Early life experience has long-lasting consequences on the adult brain’s ability to process and respond to information in the environment, yet how the timing of such experiences can influence the adult brain remains unclear. Understanding the means by which events during early brain development impinge on the adult brain has important implications for both education and health. The timing and quantity of early social experience, for example, may be critical in the cause and remediation of social deficits in Autism Spectrum Disorders, as the core symptoms of the disorder are presented during early life yet permanently impair patients’ social interactions throughout their life.
I study how nature and nurture cooperate to instruct the formation of domains in the brain, areas that specialize in processing particular kinds of information. For example, within a particular species, most adults have domains in the temporal cortex region of the brain that are specialized for processing biologically important categories, like recognizing faces and bodies. There are also regions for processing “un-natural’ or cultural categories, such as writing text and buildings.

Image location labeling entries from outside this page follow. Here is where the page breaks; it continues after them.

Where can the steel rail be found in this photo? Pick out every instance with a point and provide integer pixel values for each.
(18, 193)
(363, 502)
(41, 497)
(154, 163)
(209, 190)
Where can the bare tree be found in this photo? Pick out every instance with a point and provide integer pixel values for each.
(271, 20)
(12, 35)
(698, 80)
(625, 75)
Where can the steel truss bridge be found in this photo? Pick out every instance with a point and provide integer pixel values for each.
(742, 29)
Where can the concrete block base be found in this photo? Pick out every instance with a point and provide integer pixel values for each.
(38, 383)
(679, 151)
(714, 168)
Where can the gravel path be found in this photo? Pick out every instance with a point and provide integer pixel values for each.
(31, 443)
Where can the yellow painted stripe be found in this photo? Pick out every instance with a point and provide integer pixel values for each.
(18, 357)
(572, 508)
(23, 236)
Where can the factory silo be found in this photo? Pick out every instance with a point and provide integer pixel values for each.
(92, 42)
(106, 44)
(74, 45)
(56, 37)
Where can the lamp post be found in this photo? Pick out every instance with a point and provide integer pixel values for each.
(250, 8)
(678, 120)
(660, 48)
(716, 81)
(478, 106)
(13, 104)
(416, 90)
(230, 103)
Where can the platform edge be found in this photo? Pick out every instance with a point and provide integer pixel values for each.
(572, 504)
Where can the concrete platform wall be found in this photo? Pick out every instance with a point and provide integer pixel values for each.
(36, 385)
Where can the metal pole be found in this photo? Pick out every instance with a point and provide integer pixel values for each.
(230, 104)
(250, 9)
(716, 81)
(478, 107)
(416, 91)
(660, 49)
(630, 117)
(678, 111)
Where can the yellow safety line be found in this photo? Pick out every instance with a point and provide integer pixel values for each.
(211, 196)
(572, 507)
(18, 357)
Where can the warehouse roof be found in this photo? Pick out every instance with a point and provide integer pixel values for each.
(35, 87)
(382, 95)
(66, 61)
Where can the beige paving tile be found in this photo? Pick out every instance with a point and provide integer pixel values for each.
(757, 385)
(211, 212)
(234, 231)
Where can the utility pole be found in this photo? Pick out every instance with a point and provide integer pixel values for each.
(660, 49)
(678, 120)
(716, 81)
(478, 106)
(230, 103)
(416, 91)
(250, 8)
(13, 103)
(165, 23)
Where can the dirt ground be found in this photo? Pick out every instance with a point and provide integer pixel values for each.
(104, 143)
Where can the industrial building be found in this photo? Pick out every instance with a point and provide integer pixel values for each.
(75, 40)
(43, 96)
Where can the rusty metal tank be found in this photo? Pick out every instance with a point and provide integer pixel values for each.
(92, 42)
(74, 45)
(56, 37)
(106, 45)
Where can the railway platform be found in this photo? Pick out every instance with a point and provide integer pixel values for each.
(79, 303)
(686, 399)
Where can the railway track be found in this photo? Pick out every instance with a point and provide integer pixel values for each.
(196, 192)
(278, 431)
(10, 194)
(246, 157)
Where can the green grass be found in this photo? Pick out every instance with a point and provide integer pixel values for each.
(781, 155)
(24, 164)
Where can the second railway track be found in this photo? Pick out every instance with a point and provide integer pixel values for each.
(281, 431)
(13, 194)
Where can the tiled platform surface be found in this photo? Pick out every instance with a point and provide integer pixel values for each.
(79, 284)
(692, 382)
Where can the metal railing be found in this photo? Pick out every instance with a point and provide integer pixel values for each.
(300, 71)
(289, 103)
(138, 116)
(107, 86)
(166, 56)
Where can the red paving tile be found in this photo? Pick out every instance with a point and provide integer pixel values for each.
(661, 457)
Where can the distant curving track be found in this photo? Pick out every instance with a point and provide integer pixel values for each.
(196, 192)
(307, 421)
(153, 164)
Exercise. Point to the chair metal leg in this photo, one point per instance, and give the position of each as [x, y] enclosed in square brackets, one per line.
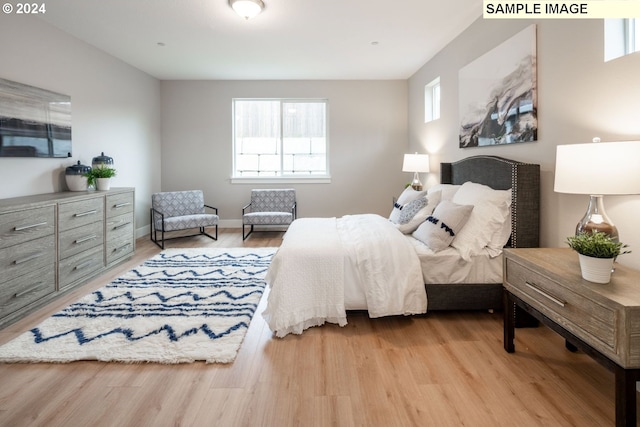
[244, 236]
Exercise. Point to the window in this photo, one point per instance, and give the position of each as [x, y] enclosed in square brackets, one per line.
[432, 101]
[280, 138]
[622, 37]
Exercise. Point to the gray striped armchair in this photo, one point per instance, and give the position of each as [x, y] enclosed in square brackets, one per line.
[269, 207]
[180, 210]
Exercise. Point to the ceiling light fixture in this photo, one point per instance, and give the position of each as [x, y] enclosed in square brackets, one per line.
[247, 8]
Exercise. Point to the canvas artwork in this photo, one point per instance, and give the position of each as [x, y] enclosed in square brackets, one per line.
[497, 93]
[34, 122]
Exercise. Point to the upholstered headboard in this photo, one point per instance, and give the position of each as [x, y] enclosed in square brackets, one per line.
[501, 174]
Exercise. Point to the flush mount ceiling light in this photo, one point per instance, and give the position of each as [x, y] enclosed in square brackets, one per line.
[247, 8]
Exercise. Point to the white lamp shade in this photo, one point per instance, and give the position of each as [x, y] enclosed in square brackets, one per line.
[415, 163]
[598, 168]
[247, 8]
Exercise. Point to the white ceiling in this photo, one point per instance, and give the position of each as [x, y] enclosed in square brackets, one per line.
[290, 39]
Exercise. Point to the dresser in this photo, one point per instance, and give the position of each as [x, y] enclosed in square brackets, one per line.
[603, 320]
[51, 243]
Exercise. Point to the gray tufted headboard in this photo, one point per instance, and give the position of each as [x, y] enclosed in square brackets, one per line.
[501, 174]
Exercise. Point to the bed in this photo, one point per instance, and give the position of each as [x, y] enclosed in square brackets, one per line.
[328, 266]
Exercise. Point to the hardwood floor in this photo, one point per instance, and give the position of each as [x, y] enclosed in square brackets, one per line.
[440, 369]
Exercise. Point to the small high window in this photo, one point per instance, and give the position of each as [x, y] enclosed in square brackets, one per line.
[621, 37]
[432, 101]
[280, 138]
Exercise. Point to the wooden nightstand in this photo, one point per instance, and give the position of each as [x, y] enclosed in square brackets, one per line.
[601, 320]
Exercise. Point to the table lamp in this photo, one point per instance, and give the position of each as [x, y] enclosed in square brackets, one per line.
[596, 169]
[416, 163]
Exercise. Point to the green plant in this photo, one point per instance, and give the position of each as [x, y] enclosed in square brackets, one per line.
[99, 172]
[596, 244]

The fact that people usually have prolonged and intensive early exposure to faces and writing, prompted us to ask how such experience interacts with hard-wired genetic programs to generate specialized brain modules.
Specifically, we asked whether intensive early experience could lead to the development of domains that would not be naturally used, such as writing for a non-human animal. Our experiments showed that in juveniles, intensive experience associating human writing symbols with reward value resulted in the development of novel modules in a part of the brain usually tasked with object recognition, the inferotemporal cortex. Intriguingly, when we performed similar experiments with older animals, such training did not lead to the formation of writing modules in the brain. This suggests that the timing of experience is a critical component when it comes to the development of specialized processing centers in the developing brain. This work clearly demonstrates that the age of learning must be considered when designing educational curricula, and when it comes to the design of cognitive interventions in disease.
In addition to these experiments, our work has implications for the understanding of how visual experiences affect the developing visual system. Understanding how this system is shaped by experience has had important effects on the medical treatment of congenital cataracts and especially with the condition called strabismus, which is a muscle imbalance resulting in eye turn. Our work should lead to a deeper understanding of the importance and irreversibility of early social and educational experience—and deprivation—on more complex visual and cognitive computations performed by the brain.